1. Physics
Sound is a pressure wave, pressure fluctuations move through space,but each air particle moves only a small distance.
While using a microphone to capture sounds, the physics behind it is AIR PRESSURE, so the waveform files (.wav/.mp3…) will have negative and positive value!
2. Spectrums
The spectrums of a sound plays a center role in determining its quality
we can represent the sound in frequency plot
- the quality of a vowel depends on the shape of its spectrum
- the peaks are called formants
- the quality depends primarily on the first three formant
3. Spectrogram
A spectrogram is a visual representation of the spectrum of frequencies of a signal as it varies with time. When applied to an audio signal, spectrograms are sometimes called sonographs, voiceprints, or voicegrams.
Time-Frequency Plot
4. Auditory
4.1. Loudness
Loudness depends on amplitude of the sound wave $\to$ Amplitude is usually measured in the terms of root-mean-square(over some time window)

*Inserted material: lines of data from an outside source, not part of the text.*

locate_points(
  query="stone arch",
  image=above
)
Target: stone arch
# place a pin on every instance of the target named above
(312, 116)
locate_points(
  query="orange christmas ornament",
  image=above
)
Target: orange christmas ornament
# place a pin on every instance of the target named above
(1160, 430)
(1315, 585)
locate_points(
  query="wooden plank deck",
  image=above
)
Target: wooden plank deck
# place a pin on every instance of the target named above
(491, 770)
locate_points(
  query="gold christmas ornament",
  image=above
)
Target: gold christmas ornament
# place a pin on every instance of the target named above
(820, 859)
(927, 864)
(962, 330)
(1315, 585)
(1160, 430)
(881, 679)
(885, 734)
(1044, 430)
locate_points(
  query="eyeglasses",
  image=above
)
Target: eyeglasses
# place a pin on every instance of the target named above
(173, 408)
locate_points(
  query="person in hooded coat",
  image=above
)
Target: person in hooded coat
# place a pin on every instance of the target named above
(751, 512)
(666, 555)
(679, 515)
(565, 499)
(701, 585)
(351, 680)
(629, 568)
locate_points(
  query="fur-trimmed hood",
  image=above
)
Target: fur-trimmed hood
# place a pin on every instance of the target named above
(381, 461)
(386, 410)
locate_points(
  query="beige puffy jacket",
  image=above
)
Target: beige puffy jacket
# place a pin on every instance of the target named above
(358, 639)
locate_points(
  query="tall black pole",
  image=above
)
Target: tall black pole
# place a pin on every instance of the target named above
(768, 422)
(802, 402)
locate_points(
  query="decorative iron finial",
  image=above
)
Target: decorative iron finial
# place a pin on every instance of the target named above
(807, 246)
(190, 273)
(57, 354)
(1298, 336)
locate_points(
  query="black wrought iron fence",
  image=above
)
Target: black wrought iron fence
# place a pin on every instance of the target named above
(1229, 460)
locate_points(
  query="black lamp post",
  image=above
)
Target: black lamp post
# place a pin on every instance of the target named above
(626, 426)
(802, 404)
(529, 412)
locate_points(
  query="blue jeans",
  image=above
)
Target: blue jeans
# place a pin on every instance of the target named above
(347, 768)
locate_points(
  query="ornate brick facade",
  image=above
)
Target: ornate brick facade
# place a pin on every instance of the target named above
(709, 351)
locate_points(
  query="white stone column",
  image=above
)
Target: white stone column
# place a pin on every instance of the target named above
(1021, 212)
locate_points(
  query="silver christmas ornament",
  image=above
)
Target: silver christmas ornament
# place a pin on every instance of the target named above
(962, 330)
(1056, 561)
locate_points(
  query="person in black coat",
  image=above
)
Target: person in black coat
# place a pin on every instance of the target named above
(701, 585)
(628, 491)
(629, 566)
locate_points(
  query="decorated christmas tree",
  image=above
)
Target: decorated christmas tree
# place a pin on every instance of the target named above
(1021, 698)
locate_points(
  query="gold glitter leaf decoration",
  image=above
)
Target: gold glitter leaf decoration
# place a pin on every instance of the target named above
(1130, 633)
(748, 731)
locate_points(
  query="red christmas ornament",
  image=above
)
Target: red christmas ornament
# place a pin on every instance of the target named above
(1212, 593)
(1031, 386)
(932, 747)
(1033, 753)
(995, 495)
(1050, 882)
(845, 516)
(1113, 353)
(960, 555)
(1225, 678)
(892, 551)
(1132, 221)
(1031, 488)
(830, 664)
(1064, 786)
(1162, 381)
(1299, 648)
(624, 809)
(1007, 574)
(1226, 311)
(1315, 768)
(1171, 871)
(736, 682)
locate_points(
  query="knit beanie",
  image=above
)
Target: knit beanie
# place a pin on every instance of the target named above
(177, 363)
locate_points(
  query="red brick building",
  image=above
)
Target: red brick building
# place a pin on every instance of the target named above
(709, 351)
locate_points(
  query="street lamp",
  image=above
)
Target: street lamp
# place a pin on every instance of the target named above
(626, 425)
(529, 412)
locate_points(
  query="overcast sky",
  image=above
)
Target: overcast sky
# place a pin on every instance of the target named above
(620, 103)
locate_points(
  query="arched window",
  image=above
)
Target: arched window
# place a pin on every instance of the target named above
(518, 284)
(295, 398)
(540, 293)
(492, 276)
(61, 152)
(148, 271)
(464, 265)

perceived loudness is more closely related to intensity, proportional to the square of the amplitude, relative intensity in dB = $20log(\frac{x}{r})$
Loudness of pure tone (>40 dB) in Sones:
$$
N=2^{\frac{(dB-40)}{10}}
$$
5. Sampling
What sampling rate? Due to Nyquist Theorem, twice that frequency
Since the highest frequency ears can perceive is about $20kHz$, we must sample at $2\times20kHz=40kHz$
However, almost all of the information relevant to speech sounds is below $10kHz$, so $20kHz$ sampling rate is enough
In practical, we use a sampling rate of $44.1kHz$